Connect with us
Örnek Resim Örnek Resim

Kıbrıs

Tatar: “Gönlüm her zaman UBP’yle”

Published

on

Ulusal Birlik Partisi (UBP) Parti Meclisi, Cumhurbaşkanlığı seçiminde bağımsız aday olacak Cumhurbaşkanı Ersin Tatar’ı destekleme kararı aldı.

UBP Parti meclisi, hükümetin, bilime, evrensel değerlere, anayasal haklara ve toplumun hassasiyetlerine göz önünde bulundurup, sağduyuyla hareket ederek kararlar üretmesine destek verdiklerini de açıkladı.

Cumhurbaşkanı Ersin Tatar karar sonrasında yaptığı konuşmada, “Yüreğimizle, gerçek anlamda birlik ve beraberlik içerisinde bu mücadeleyi verdiğimiz takdirde, bana göre bu mücadeleyi biz kazanacağız.

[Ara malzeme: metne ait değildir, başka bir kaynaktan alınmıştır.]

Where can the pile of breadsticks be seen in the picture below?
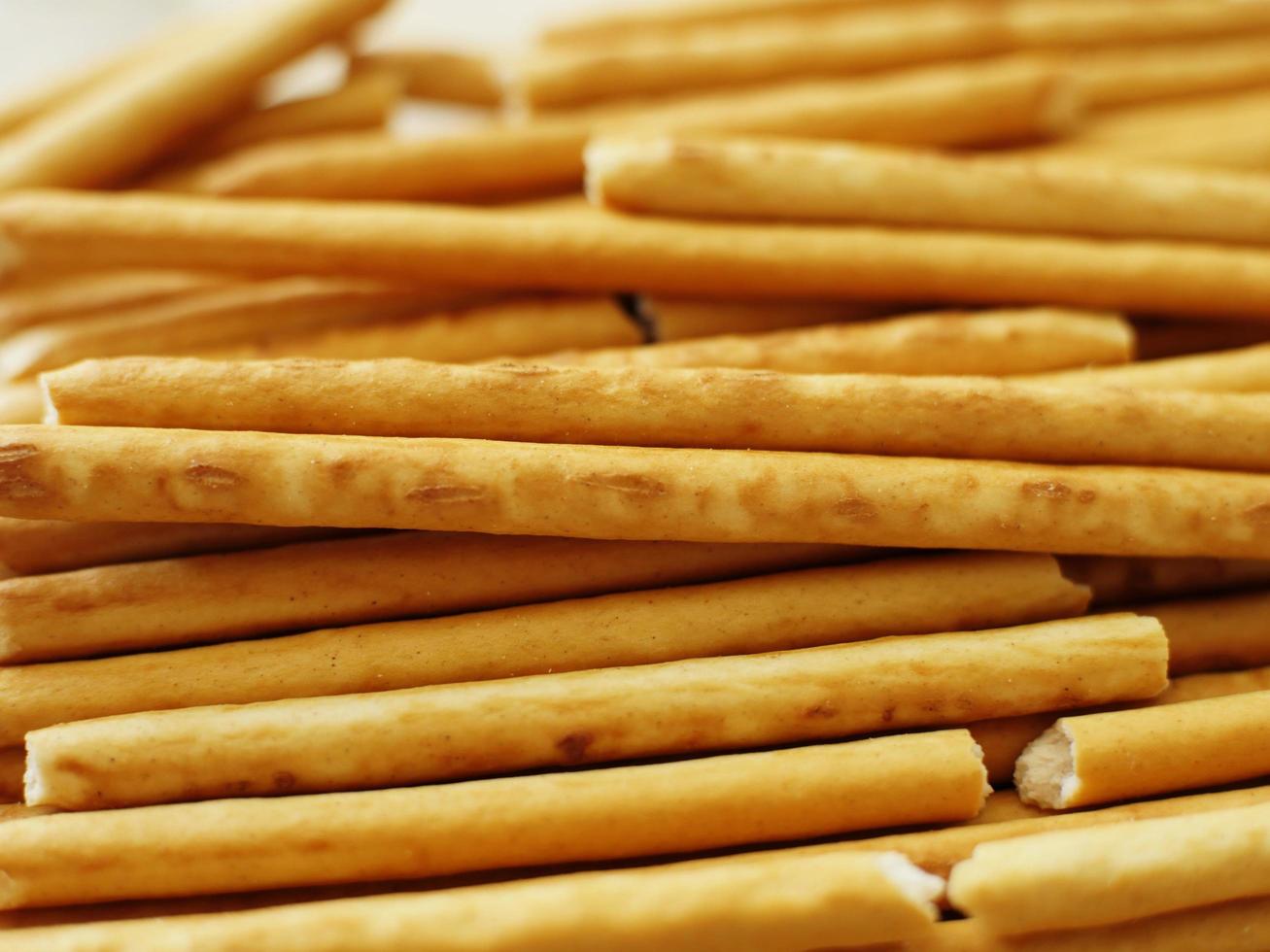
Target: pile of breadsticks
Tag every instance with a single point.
(794, 474)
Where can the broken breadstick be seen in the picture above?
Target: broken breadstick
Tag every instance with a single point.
(646, 406)
(744, 904)
(1100, 758)
(1059, 880)
(557, 818)
(489, 249)
(633, 493)
(711, 703)
(133, 116)
(764, 613)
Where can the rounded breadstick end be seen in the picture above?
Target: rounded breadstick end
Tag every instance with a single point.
(1046, 772)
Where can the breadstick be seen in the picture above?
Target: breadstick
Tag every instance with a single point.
(438, 75)
(1246, 371)
(711, 703)
(40, 546)
(514, 327)
(1005, 739)
(764, 613)
(133, 117)
(1100, 758)
(1059, 880)
(214, 318)
(745, 904)
(380, 578)
(557, 818)
(940, 417)
(955, 104)
(989, 343)
(633, 493)
(745, 178)
(487, 249)
(74, 294)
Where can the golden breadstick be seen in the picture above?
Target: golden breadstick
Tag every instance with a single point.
(764, 613)
(132, 117)
(939, 417)
(634, 493)
(1059, 880)
(1136, 74)
(488, 249)
(514, 327)
(555, 818)
(1100, 758)
(988, 343)
(745, 904)
(40, 546)
(1005, 739)
(438, 75)
(379, 578)
(65, 296)
(1246, 369)
(955, 104)
(712, 703)
(214, 318)
(760, 179)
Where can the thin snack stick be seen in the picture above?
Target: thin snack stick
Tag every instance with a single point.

Bundan kimsenin şüphesi olmasın.” dedi.

Ulusal Birlik Partisi (UBP) Merkez Yönetim Kurulu (MYK) toplantısın ardından UBP Parti Meclisi (PM), UBP Genel Başkanı ve Başbakan Ünal Üstel başkanlığında toplandı.

Sarayönü’ndeki parti binasında saat 16.20’de başlayan toplantı, yaklaşık bir saat sürdü. Cumhurbaşkanı Ersin Tatar da toplantının sonuna katılarak, konuşma yaptı.

Tatar , yaptığı konuşmada dört buçuk yıl önce olduğu gibi bugün de UBP’nin kendisine verdiği destekten dolayı tüm partilere teşekkür etti.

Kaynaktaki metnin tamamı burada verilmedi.